Head coach Tom Herman explained that the offensive product will still be a collaboration of several members of the staff.
When you hire a new coordinator (on) either side of the ball or special teams, they don't just come in and dump a binder down on the front of a desk and say this is my offense," Herman said. "What, what you do is you work together and you find commonalities."
Yurcich spent last season working at Ohio State under Ryan Day. Day, like Herman runs a version of the offense Urban Meyer brought to Columbus when he came out of retirement to coach the Buckeyes.
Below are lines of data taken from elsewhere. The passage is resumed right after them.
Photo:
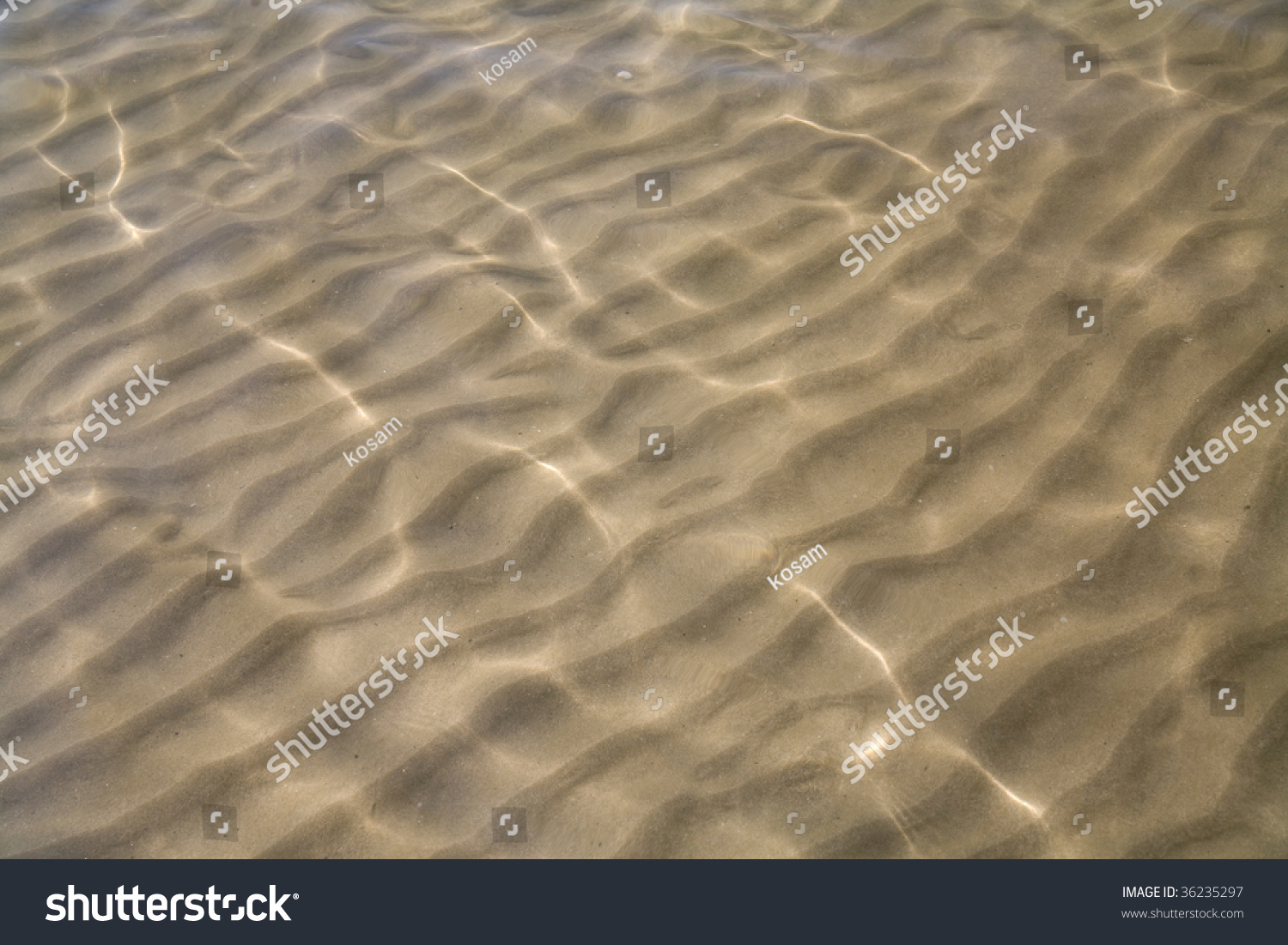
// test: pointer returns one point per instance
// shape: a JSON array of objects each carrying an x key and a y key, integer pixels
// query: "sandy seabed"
[{"x": 141, "y": 693}]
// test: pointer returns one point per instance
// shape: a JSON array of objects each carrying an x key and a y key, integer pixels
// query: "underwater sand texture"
[{"x": 232, "y": 187}]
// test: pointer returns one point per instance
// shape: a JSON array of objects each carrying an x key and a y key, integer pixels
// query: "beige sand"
[{"x": 232, "y": 188}]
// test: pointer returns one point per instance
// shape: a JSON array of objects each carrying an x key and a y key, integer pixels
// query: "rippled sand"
[{"x": 522, "y": 445}]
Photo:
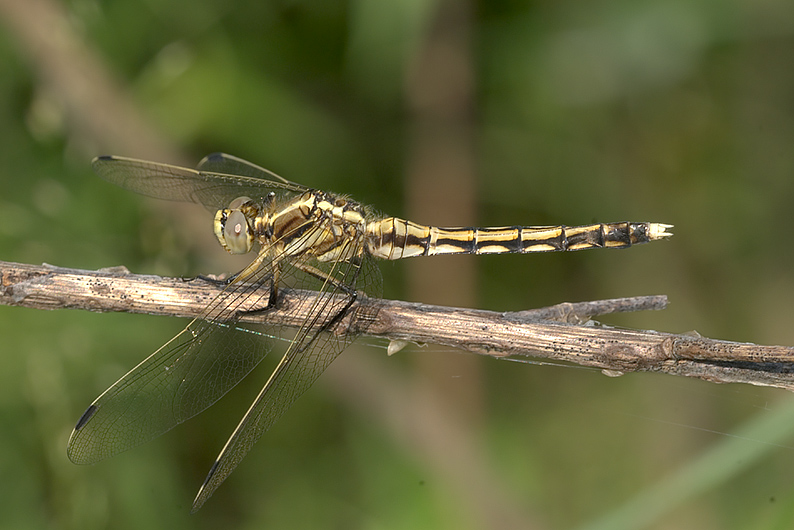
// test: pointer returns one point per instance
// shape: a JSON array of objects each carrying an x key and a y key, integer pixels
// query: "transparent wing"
[
  {"x": 179, "y": 380},
  {"x": 209, "y": 185},
  {"x": 314, "y": 347}
]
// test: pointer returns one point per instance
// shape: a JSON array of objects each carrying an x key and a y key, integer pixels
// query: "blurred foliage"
[{"x": 669, "y": 111}]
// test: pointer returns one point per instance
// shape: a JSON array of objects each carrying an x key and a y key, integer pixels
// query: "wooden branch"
[{"x": 554, "y": 332}]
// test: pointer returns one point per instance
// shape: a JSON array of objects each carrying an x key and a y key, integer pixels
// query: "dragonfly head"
[{"x": 233, "y": 225}]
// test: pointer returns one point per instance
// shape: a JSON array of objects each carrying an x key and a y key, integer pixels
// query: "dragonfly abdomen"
[{"x": 394, "y": 238}]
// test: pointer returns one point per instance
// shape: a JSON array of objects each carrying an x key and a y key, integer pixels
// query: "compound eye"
[{"x": 236, "y": 233}]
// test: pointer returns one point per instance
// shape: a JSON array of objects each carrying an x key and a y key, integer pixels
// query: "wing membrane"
[
  {"x": 312, "y": 350},
  {"x": 182, "y": 378},
  {"x": 214, "y": 190}
]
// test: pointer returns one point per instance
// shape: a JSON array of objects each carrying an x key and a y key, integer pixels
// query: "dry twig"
[{"x": 554, "y": 332}]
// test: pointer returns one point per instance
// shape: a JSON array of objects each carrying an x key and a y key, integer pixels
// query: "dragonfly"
[{"x": 302, "y": 238}]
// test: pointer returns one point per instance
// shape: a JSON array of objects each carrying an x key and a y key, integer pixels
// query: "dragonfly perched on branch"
[{"x": 303, "y": 238}]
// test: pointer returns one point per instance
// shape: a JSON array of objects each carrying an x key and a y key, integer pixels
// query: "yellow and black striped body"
[
  {"x": 394, "y": 238},
  {"x": 330, "y": 228}
]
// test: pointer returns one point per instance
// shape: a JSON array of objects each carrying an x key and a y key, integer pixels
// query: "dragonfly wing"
[
  {"x": 182, "y": 378},
  {"x": 212, "y": 189},
  {"x": 231, "y": 165},
  {"x": 314, "y": 347}
]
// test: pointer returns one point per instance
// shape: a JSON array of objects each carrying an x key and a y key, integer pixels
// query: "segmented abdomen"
[{"x": 394, "y": 238}]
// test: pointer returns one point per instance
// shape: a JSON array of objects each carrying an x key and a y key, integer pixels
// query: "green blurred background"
[{"x": 454, "y": 113}]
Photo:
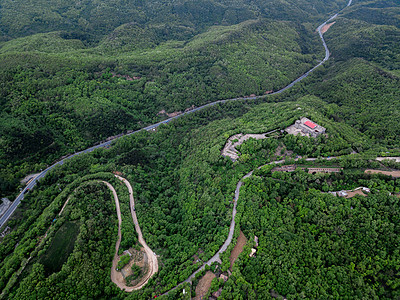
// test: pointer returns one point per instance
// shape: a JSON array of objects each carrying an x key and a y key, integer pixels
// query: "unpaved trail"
[
  {"x": 114, "y": 273},
  {"x": 152, "y": 258}
]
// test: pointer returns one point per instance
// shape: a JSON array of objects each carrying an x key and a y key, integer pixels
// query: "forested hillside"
[
  {"x": 56, "y": 103},
  {"x": 75, "y": 74},
  {"x": 90, "y": 20}
]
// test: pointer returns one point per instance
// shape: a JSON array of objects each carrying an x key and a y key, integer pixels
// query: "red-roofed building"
[
  {"x": 306, "y": 127},
  {"x": 310, "y": 124}
]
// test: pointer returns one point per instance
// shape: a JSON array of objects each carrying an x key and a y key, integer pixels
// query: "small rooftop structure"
[
  {"x": 224, "y": 277},
  {"x": 253, "y": 251},
  {"x": 305, "y": 127},
  {"x": 310, "y": 124}
]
The shared offensive philosophy was a big part of the reason Yurcich was hired, but none of this means the new coordinator and quarterbacks coach isn't going to put his own stamp on things.
"Every year it's going to morph and it's going to change and it's going to develop as they have here each year Texas," Yurcich said. "And that's what you have to do because your personnel changes. So you have to adapt your system to your personnel, but we will tweak and we will, we will add and delete."
Herman says Yurcich has already watched every play from last season and his input can already be felt in the direction the team is headed on offense with a new, more advanced tempo snap count that will allow Texas to play faster.
"They (the defense) want(s) to see what (formation) you're in," Yurcich "They want to see you line up They want to signal over to their safety, they want to tell the mike backer exactly where it is they see, where tailbacks lined up. What's the guard-center split on the backside. And they want to call that out. And then they want to call their defense. So what you want to do is you want to try to eliminate that communication. So the faster you go, the more you eliminate that."
I think when you bring somebody in you definitely want a fresh set of eyes, new ideas," Herman said.
Yurcich also seems to be open to new personel packages. At times the Longhorns seemed married to the one tight end, one running back formation over the past few seasons even when injuries seemed to take away the best option at tight end.
"I don't care if it's 11 (one tight end and one running back) personnel, 12 (two tight ends and one running back) personnel, 22 personnel (two tight ends and two running backs), whatever it takes to move the football and that may differ from week to week, depending on who you're playing," Yurcich said.